With shuttle launches now a thing of the past, NASA finds itself with a lot of free time. As you well know, rocket science is incredibly dull, so instead someone at the space agency decided to create a rap video.

Admittedly, it’s not exactly Otis, but it does a solid enough job of mapping out the history of the space shuttle and providing a primer on what exactly NASA does. At least when it’s not experiencing audio issues or filling the screen with inexplicable posterization filters.

Of course, that doesn’t really explain why this thing is a thing in our segment of reality.
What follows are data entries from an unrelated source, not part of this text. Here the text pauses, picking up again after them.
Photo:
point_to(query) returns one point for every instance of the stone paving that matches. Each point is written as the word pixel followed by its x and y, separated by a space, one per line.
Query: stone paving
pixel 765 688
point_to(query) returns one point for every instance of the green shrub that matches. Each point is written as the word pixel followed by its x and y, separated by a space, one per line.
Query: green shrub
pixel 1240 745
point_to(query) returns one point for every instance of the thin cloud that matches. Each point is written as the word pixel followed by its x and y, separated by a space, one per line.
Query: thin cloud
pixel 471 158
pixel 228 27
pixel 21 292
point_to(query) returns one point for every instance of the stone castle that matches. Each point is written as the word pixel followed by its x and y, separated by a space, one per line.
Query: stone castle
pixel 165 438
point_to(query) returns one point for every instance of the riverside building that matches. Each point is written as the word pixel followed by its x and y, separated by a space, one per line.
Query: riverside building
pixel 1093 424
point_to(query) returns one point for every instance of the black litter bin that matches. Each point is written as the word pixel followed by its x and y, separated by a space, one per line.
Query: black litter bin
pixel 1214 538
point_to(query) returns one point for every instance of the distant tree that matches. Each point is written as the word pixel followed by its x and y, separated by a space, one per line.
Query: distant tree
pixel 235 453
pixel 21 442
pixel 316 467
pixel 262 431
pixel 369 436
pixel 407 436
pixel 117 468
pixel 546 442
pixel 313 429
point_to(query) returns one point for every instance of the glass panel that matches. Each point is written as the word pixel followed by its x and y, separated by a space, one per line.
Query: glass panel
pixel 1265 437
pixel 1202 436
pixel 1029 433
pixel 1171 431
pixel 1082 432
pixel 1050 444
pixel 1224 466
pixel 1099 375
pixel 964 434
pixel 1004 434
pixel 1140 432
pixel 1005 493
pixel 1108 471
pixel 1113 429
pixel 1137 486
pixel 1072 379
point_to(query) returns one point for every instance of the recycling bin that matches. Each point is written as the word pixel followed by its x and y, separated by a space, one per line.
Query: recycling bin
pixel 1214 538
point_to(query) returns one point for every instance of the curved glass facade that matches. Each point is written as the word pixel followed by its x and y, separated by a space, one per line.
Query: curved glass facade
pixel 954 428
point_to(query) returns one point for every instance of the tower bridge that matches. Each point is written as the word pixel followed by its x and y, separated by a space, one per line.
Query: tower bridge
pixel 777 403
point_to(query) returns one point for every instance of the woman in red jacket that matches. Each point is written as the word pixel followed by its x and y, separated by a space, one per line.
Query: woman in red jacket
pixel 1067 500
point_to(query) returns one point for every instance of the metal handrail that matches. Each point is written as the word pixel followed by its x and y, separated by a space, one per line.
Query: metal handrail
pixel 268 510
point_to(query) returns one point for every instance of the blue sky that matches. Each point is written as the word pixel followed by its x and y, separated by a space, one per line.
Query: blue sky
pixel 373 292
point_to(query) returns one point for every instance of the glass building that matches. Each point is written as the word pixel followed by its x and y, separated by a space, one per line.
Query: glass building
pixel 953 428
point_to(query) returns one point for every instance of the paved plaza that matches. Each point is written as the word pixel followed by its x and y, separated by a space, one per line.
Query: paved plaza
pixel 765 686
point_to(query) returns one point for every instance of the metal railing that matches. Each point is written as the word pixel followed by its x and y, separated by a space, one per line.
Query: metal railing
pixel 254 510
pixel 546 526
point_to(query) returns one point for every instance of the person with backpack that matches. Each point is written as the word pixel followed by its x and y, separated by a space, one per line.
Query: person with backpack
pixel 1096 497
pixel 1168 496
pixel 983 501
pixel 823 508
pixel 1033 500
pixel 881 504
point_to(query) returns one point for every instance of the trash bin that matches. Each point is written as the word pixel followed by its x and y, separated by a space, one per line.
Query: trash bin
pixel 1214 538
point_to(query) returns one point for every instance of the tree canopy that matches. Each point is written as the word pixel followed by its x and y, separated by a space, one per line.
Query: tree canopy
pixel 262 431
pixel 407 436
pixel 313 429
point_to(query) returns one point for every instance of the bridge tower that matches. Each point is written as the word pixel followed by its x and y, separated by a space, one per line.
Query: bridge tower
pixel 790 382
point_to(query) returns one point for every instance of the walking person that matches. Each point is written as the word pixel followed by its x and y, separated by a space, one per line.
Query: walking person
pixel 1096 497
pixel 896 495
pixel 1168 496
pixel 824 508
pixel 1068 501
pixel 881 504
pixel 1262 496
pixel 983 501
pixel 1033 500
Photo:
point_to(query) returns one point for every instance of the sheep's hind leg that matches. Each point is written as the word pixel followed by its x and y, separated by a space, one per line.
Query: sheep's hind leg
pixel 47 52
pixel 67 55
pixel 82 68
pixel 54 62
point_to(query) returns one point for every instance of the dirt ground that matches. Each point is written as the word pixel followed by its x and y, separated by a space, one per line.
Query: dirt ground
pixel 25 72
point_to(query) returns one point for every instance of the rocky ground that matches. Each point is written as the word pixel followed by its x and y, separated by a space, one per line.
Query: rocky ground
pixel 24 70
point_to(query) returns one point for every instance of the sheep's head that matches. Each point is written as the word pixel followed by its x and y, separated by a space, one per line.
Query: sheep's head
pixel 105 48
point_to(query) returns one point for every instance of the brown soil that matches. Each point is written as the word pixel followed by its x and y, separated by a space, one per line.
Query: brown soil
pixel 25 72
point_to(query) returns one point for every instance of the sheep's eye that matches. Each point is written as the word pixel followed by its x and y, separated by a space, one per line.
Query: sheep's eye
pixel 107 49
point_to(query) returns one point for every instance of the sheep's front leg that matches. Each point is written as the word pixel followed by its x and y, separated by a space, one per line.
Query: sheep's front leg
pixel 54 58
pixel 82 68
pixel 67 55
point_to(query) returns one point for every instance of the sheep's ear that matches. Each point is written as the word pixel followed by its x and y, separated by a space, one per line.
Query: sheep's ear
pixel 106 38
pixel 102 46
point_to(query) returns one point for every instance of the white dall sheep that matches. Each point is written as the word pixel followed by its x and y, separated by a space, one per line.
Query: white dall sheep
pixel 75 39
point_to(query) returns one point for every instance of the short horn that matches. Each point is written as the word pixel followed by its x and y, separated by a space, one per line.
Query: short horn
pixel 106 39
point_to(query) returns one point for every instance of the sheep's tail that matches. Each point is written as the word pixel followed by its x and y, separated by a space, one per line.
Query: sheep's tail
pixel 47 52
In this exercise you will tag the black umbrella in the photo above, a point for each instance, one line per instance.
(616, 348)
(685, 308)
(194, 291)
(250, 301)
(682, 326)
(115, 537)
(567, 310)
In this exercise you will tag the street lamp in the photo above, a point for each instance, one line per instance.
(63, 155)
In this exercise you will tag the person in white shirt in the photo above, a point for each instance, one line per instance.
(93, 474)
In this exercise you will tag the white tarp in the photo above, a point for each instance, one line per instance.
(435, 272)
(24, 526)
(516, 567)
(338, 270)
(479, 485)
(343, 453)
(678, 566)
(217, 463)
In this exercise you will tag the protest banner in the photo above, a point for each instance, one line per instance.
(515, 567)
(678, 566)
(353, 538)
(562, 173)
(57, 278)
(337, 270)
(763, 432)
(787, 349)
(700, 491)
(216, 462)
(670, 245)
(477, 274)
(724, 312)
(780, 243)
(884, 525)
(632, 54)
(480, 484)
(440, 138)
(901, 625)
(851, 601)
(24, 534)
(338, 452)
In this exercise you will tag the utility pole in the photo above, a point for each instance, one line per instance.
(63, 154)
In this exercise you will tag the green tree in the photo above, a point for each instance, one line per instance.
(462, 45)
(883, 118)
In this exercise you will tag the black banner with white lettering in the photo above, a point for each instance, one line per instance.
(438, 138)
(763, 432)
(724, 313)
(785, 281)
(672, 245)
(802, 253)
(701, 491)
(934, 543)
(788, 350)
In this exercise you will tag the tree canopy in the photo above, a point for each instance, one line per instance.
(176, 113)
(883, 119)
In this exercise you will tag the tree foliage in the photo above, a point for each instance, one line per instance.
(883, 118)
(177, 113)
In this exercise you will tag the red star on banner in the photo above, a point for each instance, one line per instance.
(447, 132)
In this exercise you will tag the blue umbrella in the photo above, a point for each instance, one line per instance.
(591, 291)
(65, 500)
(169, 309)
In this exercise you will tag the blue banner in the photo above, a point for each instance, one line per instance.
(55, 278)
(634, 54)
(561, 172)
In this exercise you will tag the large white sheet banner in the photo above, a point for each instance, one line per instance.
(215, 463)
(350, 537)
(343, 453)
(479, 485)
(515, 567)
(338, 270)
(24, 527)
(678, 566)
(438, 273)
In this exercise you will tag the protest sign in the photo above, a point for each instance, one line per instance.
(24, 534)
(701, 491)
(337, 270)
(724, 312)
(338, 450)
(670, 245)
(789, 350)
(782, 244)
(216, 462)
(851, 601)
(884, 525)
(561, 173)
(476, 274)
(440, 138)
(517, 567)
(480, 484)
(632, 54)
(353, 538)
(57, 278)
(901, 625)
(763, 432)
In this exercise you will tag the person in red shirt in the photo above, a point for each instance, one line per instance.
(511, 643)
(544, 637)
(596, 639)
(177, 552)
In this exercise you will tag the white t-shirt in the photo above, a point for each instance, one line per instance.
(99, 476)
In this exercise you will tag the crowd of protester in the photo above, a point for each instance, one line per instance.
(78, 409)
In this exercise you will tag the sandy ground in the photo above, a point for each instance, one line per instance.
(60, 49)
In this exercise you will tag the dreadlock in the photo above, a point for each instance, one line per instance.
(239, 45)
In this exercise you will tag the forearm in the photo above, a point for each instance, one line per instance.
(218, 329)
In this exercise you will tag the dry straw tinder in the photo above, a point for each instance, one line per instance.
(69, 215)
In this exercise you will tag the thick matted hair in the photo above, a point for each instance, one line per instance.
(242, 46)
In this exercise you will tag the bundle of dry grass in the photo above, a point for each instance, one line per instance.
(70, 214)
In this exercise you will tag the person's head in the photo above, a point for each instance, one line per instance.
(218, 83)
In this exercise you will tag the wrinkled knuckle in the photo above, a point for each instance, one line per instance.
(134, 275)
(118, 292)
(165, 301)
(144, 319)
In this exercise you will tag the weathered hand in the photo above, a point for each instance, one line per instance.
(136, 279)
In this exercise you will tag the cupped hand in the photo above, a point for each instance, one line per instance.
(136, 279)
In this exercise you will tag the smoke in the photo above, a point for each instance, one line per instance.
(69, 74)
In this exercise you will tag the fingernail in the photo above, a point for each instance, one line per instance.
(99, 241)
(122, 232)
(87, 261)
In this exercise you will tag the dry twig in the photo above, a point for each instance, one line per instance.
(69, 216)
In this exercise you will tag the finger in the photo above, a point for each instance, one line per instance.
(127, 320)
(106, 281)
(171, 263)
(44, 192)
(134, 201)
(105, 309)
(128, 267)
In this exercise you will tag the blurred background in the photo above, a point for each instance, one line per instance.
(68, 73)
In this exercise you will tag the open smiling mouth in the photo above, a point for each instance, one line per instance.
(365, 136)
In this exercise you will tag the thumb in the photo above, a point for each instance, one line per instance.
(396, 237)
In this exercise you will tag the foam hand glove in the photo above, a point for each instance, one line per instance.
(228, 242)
Maybe the PR email NASA sent out can help explain this baffling anomaly:

NASA Education created a historical rap video for the Space Shuttle just in time for back to school events.

Um … okay? That didn’t really explain anything, did it?

Alright, so now we have more questions than we did before. Obviously, there’s still the “Why is NASA creating hip hop videos?” query, but now we must ask “Why does NASA think this is something crucial to the start of the new school year?”

I grasp the idea that space exploration, rocket science and the underlying physics behind what NASA does are wildly inaccessible to the average person, but I really don’t think that baffling rap videos are the best way to inspire kids to look to the stars.

This thing might seem apropos in 1995 when stodgy corporate types still thought rap was a great way to show the youth that they were “down,” but it’s 2011. Our entire culture is now built on sarcasm and irony, and it certainly doesn’t help NASA’s case that the production values in play here smack of local cable access. From start to finish this entire concept is flawed.

Actually, I take back what I just said. NASA could make this work, but only if the track was penned by Andre 3000 and liberally sampled Carl Sagan’s “Cosmos” and Public Enemy’s “Fear of a Black Planet.”

I would also accept a Pharcyde/Tilly And The Wall mashup, if Houston would prefer to aim for the indie crowd. NASA, call me and we can make this happen.